CHRONIQUE-Dansa Kourouma reconduit: le visage assumé d’un pouvoir sans contrepoids. 

Par Aïssatou Chérif Baldé 

La reconduction de Dansa Kourouma à la tête de l’institution parlementaire guinéenne , ce vendredi 17 juillet 2026, relance les critiques sur l’évolution du paysage politique guinéen.
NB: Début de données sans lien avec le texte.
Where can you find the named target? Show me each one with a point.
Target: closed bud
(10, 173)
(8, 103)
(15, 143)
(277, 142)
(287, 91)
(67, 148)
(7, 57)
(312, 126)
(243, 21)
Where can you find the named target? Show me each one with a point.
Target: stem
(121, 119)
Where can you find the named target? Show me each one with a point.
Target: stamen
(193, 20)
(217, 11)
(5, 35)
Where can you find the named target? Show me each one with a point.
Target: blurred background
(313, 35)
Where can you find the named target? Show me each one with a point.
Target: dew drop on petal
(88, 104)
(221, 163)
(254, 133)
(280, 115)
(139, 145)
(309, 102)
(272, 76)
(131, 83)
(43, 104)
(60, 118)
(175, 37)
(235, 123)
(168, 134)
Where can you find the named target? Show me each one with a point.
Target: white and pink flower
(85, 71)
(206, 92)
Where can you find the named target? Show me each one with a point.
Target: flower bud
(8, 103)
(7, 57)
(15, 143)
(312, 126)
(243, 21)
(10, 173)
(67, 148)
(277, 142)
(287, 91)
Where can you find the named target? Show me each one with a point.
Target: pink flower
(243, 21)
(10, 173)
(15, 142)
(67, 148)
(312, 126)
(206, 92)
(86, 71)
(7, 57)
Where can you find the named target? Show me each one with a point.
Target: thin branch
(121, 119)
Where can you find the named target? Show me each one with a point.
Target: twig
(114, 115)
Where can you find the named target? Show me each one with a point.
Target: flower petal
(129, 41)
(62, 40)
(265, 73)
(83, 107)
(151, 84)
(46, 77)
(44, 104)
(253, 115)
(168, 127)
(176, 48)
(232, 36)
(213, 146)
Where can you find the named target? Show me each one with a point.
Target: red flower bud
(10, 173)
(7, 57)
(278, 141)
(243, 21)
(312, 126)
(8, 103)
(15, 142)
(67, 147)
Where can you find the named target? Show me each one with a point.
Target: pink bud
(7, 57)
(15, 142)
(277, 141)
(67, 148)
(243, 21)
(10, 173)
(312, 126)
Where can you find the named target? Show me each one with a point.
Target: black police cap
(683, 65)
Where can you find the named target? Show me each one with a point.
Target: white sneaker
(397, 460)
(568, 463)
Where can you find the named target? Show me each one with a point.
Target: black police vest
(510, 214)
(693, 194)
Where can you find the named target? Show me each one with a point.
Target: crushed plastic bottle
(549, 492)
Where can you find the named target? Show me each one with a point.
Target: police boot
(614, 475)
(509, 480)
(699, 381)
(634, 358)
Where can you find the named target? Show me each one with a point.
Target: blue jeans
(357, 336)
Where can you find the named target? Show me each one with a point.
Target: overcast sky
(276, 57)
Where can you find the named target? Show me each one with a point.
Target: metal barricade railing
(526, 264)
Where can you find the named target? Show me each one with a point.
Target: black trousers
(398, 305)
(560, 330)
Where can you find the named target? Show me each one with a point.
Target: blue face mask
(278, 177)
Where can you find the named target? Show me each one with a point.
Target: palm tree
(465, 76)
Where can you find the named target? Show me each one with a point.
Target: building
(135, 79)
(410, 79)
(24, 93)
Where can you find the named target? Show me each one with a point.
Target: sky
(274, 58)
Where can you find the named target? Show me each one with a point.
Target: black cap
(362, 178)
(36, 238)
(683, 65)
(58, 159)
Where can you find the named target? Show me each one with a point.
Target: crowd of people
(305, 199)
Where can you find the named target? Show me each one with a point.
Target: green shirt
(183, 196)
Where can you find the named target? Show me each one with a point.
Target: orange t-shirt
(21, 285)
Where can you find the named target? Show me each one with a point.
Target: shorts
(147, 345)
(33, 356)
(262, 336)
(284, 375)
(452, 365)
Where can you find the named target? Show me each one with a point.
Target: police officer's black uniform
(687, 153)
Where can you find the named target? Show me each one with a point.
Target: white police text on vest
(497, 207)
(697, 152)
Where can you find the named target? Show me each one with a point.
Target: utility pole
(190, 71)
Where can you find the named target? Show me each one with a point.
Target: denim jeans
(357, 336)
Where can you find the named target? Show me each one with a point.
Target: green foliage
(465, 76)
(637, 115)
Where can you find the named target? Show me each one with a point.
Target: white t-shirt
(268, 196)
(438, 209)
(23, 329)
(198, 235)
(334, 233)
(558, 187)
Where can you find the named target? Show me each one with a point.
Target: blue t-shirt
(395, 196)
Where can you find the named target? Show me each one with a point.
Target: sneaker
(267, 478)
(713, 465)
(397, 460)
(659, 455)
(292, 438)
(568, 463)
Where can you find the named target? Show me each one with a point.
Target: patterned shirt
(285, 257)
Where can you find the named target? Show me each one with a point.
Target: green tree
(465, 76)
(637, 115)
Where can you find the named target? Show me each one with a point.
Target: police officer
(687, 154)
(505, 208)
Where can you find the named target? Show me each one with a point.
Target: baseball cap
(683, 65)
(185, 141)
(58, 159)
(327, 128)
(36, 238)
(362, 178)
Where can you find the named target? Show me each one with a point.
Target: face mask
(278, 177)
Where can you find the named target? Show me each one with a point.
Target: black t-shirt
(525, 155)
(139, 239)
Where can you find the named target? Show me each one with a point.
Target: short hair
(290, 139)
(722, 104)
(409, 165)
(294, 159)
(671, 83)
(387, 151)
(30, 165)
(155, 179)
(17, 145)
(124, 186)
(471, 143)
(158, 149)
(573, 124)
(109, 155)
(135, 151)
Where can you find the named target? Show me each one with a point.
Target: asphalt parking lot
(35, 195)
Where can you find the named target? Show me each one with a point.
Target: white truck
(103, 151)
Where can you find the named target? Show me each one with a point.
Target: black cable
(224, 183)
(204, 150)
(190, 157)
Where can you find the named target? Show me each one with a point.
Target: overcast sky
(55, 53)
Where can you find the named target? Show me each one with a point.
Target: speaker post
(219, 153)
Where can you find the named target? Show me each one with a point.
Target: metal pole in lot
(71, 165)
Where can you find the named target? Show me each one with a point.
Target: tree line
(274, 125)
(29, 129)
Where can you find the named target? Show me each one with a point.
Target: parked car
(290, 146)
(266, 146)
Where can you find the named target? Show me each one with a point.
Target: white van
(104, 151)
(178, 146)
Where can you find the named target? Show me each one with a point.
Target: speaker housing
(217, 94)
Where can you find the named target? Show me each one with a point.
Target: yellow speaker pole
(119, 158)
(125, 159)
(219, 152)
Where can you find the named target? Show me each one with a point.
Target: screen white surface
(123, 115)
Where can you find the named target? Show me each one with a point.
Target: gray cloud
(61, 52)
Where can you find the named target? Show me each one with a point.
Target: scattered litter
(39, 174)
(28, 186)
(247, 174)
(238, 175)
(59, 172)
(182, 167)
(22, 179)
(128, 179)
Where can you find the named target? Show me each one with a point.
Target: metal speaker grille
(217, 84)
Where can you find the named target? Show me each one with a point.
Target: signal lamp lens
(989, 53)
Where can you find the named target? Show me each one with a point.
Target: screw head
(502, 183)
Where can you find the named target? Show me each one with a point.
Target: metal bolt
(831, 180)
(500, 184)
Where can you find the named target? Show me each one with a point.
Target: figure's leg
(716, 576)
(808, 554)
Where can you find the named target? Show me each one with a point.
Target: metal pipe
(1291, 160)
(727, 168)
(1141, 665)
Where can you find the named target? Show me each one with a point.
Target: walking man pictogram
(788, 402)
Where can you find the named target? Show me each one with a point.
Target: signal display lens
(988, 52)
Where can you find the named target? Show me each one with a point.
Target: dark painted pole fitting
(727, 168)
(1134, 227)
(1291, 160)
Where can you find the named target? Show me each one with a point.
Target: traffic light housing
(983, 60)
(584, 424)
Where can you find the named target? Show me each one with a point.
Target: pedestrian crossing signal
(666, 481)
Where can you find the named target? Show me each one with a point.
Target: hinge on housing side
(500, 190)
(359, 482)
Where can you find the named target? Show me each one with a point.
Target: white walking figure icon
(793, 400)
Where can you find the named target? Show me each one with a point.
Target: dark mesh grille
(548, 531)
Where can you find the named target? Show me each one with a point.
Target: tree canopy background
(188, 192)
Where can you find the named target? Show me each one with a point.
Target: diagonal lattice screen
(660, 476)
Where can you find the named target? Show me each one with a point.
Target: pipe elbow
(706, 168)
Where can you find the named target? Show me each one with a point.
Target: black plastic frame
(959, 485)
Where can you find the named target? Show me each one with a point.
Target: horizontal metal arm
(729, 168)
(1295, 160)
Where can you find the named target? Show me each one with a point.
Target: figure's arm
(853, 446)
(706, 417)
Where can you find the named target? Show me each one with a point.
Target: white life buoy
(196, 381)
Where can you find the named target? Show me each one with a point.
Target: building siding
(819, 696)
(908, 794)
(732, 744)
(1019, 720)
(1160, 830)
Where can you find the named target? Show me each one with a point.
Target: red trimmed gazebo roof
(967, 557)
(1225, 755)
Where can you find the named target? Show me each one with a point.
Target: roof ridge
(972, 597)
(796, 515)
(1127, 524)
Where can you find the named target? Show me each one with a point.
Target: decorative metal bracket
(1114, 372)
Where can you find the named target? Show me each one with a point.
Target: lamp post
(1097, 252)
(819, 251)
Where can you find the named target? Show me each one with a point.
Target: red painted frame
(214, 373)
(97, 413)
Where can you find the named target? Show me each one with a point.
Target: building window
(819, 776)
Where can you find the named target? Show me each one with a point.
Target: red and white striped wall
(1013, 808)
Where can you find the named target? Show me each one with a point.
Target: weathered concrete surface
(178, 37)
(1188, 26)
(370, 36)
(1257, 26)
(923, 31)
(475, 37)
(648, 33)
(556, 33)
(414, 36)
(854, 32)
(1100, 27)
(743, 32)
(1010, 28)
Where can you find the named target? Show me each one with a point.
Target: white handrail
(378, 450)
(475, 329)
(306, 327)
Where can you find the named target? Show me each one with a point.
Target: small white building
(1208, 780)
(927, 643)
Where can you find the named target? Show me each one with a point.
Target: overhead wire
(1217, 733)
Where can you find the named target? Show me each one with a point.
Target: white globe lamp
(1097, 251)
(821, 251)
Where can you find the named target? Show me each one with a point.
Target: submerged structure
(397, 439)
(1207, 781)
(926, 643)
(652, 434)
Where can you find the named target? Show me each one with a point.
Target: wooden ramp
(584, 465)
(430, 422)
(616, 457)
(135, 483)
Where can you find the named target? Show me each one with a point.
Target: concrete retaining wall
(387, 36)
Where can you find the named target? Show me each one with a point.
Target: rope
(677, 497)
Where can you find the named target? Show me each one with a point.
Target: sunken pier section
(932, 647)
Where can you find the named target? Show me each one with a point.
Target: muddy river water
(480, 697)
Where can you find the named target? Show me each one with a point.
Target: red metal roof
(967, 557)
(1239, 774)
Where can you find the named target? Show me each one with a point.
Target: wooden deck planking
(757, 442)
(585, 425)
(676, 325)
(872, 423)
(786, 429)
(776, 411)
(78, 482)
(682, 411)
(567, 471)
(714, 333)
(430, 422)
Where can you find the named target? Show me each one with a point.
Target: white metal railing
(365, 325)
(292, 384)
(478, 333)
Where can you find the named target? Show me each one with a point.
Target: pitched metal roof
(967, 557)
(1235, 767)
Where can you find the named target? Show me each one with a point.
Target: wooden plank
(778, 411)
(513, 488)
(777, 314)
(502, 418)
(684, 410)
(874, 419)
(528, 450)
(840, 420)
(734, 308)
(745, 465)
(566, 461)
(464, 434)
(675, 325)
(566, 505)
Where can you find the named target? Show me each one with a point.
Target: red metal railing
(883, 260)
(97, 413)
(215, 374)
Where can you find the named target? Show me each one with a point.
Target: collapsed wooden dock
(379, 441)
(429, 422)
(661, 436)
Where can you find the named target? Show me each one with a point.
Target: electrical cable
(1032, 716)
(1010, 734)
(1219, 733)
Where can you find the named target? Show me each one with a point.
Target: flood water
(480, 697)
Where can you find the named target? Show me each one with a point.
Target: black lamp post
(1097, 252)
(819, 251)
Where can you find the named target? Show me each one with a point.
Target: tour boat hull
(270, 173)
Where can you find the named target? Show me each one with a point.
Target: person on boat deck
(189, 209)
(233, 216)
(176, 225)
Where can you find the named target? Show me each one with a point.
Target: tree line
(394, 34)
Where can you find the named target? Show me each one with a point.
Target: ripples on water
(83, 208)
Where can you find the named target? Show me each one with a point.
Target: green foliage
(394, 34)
Dans cette chronique, l’auteur dénonce l’enracinement d’un système qu’il considère comme autoritaire, la passivité des élites politiques et le renoncement d’une partie de la jeunesse face aux dérives du pouvoir.

Le triomphe d’un système contesté

Sans surprise, le phénomène social Dansa Kourouma a été reconduit à la tête d’un perchoir issu d’un coup d’État militaire et civil, d’une répression sanglante de l’opposition, d’un régime de censure, d’élections truquées et de libertés surveillées, ce vendredi 17 juillet 2026.

Alors, qu’on ne se trompe pas, Dansa Kourouma, c’est le deuxième despote du pays.

C’est aussi un autre cauchemar, c’est surtout un dernier des hommes qui foule la nation aux pieds, qui lui rit au nez, la raille, la nie, l’insulte, la bafoue et lui crache dessus.

La responsabilité des élites politiques

Force est de constater que le triomphe de ces individus médiocres, imposteurs, injustes, est rendu possible grâce à la complaisance du peuple et de la classe politique guinéenne.

Car ces phénomènes sociaux ne se sont pas introduits dans notre vie à notre insu, on les a cherché délibérément.

Non seulement, la plupart des hommes politiques de l’opposition guinéenne détournent les yeux sur cette évolution tragique, puisque préoccupés sur fond de la politique du ventre à intégrer le camp des pillards pour aussi avoir l’argent du beurre.

Mais les politiques en Guinée n’ont ni le courage, ni la vision de reconnaître que le peuple de Guinée a besoin d’actes que de paroles.

Une jeunesse guinéenne qui manque de grandeur

Quant à la jeunesse guinéenne, elle refuse de faire preuve de grandeur, pour être cette grande génération de Guinéens porteurs d’espoir, puisqu’elle a décidé de soutenir l’enracinement d’une république bananière, néopatrimoniale, dirigée par des intérêts égoïstes d’une petite oligarchie autoritaire, clanique, ethniciste dont la corruption dénature l’essence de ce pays.

La jeunesse guinéenne a fait le choix de fermer les yeux sur le fait que le népotisme a fini par infester toutes les institutions étatiques guinéennes.

Car il y a de nombreux gens qualifiés qui ne sont pas là où ils devraient être, parce qu’ils refusent de lécher les bottes de qui que ce soit, ou encore parce qu’ils ne savent pas lécher les bottes.

Quelle issue pour la Guinée ?

Alors quelle solution trouver lorsque l’esprit et le cœur de la plupart des acteurs politiques sont rongés par la corruption et l’injustice jusqu’à la moelle épinière ?

Seule la révolte de l’esprit et du cœur du peuple pourra ouvrir la voie de la guérison et au prix d’un effort soutenu par le même peuple pour mettre hors d’état de nuire toute cette élite subalterne d’une nouvelle tyrannie en Guinée.

Une élite subalterne d’une structure économique internationale mafieuse à connotation néocoloniale qui ressemble à des limousines passe-partout ayant une angoisse devant le vide qui provoque cette ambition, ce pouvoir démesuré, cet acharnement à posséder, par tous les moyens.

Sans quoi, on va continuer d’être « encerclé » par les gangs « prédateurs », englué dans une cascade de crises et à des conditions de vie insoutenables.

L’urgence d’un sursaut collectif

Si nous n’agissons pas maintenant, l’instabilité et la violence auront un impact durable sur des générations de Guinéens.

Le peuple continuera d’être pris au piège dans ce genre de « cycle tragique » de violences, de misère et de catastrophes comme la tragédie de N’Zérékoré, de Coronthie et les inondations meurtrières de ces dernières années.